İstanbul Tekstil ve Hammaddeleri İhracatçıları Birliği (İTHİB) Başkanı İsmail Gülle de hükümetin açıklaması beklenen paketin gecikmesiyle herkesin kendine göre bir paket örneği açıkladığını belirtti. Bu paketin reel sektörün sorunlarBırlatılması üzerine, "Baına çözüm getirecek tarzda olması gerektiğini de ifade eden Gülle, özellikle finans sektöründe duyulan rahatsızlığın giderilmesi gerektiğini anlattı. Daha sonra işletmelerin sıkıntılarını çözecek uygulamaların yapılmasını da tavsiye eden Gülle,
"Özellikle enerji fiyatlarını dengelenmesi lazım. İşçilik ve istihdam üzerindeki yüklerin düzenlenmesi lazım" diye konuştu.
Gülle, Başbakan Erdoğan'ın açıklaması ile ilgili olarak ise, "Kulağa hoş geliyor. Mühim olan işçi alabilecek direncin ve dayanışmanın olması. Hiç kimse işçi çıkarmak istemez.

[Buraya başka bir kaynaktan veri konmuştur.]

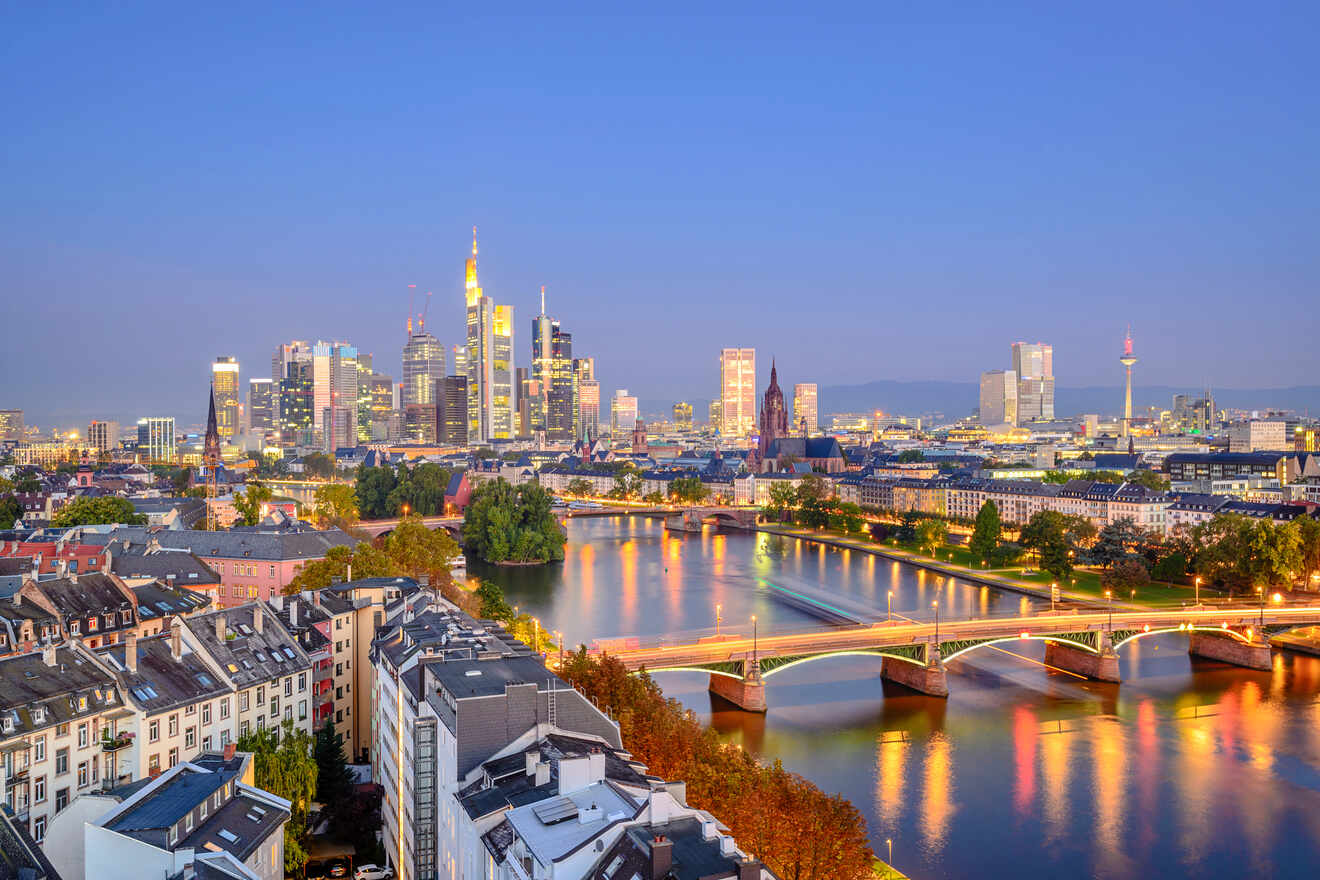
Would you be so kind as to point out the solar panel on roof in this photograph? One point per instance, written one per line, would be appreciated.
(556, 810)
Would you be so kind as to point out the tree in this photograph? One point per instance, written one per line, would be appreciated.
(248, 503)
(318, 465)
(1125, 575)
(283, 765)
(335, 503)
(985, 534)
(507, 524)
(342, 564)
(334, 779)
(94, 511)
(1117, 541)
(931, 534)
(372, 487)
(416, 550)
(1308, 548)
(688, 490)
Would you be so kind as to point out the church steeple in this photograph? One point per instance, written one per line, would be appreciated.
(211, 445)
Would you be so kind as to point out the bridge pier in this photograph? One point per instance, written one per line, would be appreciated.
(1229, 649)
(746, 693)
(1101, 666)
(928, 678)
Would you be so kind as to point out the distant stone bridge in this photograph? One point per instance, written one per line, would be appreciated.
(914, 653)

Özellikle milyar dolar kar eden finans sektörünün işçi çıkardığı bir ortamda kimse çalışanını çıkarmak istemez. Çalışanlara sahip çıkılıp daha fazla istihdam yapmaları sağlanırsa herkes çıkarmayacağı gibi, daha fazla işçi alır. İş yokken de kimse üstüne o yükü alamaz" ifadelerini kullandı.